Mark on the end of the board, and on either side, down as far as the thickness of the board it's connecting to. [image 2]

Saw down your lines, keeping as straight as possible.  Then clamp the piece down onto a scrap piece of wood (so you don't ruin your work surface) and using a chisel and mallet, chisel out the area where the dovetail will sit. [images 3-5]

It's a good idea to chisel out half the pocket, then flip the board over and chisel out the other half from there [image 5].  You might even stay a bit away from your line to get the bulk of the material out, and then clean it up more carefully afterward.

Once that board is done, put its end onto its mating end in an L shape [image 9].  Keep all edges flush, and mark with a sharp pencil where they connect.  Mark all the way around again, to the thickness of your boards.

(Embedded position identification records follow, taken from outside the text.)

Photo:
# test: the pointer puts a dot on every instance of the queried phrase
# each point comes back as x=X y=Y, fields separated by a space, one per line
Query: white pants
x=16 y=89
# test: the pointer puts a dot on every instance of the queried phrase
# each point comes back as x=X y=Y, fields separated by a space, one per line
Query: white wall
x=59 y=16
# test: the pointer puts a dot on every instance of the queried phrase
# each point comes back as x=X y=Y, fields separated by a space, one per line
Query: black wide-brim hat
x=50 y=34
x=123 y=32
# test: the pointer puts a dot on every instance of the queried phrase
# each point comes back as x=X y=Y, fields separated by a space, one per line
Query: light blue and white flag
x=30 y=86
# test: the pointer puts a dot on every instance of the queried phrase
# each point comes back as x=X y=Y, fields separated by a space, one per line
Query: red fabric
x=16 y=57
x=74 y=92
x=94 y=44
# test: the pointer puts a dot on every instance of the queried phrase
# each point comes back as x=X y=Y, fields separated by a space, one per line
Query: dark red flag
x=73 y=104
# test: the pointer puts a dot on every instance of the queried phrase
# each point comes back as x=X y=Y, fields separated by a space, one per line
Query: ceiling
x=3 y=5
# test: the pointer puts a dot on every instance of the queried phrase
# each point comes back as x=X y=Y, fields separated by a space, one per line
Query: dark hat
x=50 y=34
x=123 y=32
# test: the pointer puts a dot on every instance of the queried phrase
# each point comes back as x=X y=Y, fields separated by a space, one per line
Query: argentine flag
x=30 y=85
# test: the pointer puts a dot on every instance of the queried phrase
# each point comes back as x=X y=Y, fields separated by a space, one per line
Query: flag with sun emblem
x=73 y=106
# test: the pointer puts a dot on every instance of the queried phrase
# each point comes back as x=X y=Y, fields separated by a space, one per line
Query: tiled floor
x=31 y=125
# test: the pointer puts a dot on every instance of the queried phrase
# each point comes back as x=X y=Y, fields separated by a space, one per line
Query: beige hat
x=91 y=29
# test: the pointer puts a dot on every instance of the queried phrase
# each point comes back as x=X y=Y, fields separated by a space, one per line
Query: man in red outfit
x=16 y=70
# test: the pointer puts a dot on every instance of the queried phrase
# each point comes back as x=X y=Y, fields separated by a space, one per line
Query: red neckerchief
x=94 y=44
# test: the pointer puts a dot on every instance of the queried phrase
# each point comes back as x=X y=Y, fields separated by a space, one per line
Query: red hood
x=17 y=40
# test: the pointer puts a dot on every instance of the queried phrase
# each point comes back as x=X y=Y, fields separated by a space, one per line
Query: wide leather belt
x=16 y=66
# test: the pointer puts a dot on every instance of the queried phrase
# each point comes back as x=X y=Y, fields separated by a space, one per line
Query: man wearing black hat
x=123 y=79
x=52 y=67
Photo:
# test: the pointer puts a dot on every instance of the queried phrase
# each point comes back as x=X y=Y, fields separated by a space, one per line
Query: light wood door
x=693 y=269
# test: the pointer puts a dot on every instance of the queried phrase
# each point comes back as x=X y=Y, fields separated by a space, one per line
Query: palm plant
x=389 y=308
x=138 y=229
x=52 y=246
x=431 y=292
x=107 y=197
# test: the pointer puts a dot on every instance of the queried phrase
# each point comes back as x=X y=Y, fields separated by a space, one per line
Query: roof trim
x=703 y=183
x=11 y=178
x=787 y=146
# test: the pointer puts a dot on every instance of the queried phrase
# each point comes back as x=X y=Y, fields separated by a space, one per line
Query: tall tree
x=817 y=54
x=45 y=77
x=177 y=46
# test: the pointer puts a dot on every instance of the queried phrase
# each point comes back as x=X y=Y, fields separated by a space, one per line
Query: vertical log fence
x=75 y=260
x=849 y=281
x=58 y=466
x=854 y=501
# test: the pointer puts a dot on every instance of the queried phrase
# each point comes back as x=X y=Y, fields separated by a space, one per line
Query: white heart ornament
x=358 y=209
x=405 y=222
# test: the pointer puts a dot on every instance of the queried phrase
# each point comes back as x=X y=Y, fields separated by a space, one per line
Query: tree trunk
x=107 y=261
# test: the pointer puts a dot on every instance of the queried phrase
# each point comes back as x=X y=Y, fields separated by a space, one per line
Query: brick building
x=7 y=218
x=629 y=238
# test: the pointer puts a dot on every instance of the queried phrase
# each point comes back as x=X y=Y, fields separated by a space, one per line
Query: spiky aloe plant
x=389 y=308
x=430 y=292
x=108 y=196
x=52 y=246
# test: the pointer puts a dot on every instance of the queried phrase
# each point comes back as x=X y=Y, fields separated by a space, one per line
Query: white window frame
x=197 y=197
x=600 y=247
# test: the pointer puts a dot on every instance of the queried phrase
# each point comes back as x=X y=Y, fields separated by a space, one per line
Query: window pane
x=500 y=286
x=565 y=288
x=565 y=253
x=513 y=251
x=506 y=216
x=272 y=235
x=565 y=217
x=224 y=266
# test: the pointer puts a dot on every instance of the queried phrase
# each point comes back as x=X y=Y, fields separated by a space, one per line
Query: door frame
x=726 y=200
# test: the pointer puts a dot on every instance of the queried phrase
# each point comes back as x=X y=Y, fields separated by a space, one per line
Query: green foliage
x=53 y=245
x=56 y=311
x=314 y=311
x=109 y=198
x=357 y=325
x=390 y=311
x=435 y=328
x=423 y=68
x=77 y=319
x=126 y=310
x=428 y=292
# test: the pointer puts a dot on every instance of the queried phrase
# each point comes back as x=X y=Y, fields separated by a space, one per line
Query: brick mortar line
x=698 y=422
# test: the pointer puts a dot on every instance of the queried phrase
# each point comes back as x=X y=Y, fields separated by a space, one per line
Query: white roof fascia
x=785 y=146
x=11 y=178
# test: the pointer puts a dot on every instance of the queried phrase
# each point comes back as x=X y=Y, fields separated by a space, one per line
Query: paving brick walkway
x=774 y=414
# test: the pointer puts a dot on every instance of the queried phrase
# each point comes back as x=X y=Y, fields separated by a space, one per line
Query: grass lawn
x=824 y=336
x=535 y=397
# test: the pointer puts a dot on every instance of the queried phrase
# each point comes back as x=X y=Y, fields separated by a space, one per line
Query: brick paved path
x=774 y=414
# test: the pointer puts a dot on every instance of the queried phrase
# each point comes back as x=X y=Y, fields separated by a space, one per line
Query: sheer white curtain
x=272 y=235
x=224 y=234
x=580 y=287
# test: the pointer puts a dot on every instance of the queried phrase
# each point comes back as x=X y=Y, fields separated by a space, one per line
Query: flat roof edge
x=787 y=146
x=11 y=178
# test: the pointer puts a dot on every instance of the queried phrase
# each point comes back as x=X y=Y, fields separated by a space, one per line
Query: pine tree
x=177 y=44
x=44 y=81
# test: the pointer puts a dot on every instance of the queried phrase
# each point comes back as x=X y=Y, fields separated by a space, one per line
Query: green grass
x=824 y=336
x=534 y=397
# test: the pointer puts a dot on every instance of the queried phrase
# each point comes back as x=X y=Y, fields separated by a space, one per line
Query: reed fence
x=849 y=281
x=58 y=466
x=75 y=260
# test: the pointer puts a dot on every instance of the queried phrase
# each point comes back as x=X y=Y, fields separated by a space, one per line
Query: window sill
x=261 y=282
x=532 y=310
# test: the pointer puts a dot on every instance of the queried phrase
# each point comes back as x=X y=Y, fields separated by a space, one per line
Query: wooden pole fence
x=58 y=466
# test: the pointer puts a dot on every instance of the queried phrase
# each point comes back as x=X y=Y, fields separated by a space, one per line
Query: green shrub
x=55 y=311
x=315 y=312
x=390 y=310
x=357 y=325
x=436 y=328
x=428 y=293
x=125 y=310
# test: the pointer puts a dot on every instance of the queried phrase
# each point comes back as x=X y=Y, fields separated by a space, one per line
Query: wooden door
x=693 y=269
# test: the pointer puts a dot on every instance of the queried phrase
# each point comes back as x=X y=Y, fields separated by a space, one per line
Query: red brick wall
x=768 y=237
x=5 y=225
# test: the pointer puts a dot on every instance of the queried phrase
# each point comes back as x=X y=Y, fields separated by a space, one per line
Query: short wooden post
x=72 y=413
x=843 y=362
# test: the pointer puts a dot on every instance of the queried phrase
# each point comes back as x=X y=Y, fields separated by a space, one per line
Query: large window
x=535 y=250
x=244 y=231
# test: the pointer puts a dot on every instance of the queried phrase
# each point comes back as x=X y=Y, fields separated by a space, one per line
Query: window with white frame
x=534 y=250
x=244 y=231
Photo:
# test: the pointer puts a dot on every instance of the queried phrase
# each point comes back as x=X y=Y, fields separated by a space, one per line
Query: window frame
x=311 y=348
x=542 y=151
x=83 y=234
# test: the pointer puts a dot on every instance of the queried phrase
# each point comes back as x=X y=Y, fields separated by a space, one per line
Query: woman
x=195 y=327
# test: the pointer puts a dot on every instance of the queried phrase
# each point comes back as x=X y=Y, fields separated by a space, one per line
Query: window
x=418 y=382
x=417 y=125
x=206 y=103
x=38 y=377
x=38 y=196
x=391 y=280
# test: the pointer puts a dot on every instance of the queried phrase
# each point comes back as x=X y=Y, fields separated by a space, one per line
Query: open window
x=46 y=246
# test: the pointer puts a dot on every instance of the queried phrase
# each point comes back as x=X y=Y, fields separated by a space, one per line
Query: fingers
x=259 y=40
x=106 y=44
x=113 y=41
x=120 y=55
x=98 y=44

Put the new board in a vise and cut on the inside of each of those lines (the lines are just outside of where the joint needs to be.  If your cuts are too small, you've got something to shave away at until it fits).  It might help to clamp the piece at an angle and cut vertically rather than cutting at an angle.

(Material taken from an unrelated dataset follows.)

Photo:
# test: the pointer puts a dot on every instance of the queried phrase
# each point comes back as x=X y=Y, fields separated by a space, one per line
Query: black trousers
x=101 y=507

Chisel like before: half on one side, half on the other.  There are router jigs for this, but it's good to know the hand tool method.  Besides, it's easier to do at home.

Once you've got a rough version, check the fit and see where it needs work [image 10].  Be gentle, take off little bits at a time, and take your time.  These joints will be seen.

Once everything fits, sand the things evenly until you're happy with their smoothness.

Cut some cauls from scraps that will clamp the piece only in the areas that will push the box together [image 13].  A straight caul will only push the pieces together until the edge is flush.  Your joints might be able to be tighter than that, so take the time to get it clamped and glued snugly.

Once those are ready, do a dry run to make sure everything will work.  Measure one diagonal once it's clamped and compare it to the other diagonal and see if they match.  If not, you can angle the clamps a tiny bit to compensate and make sure the box glues up square.  Get someone to help with this if you need it.  Glue-ups can be stressful, and help is awesome.

If it works, brush glue into the pockets of the top and bottom panels, and the cheeks of the joints wherever things will be coming together.  My documentation of this part isn't the best, but hopefully it's clear enough.  If not, find someone knowledgeable who can help you.

Coat a corner and fit it together.  What might help is dry fitting 3 panels, coating the other with glue and fitting it into the other 3, clamping everything square and waiting about 20 minutes while the glue sets.  Then take the other end apart, coat that in glue and fit that together, clamping everything, making sure it's square, and leaving it to dry after that.  It gives you less headache, and makes sure you don't rush through and miss something (like gluing the cheeks on half the box, like I did) or forget to square up the box before it dries (like I did).

Leave it overnight and come back the next day.  Or take a break.  Or, continue to the next step and work on another part of the project :).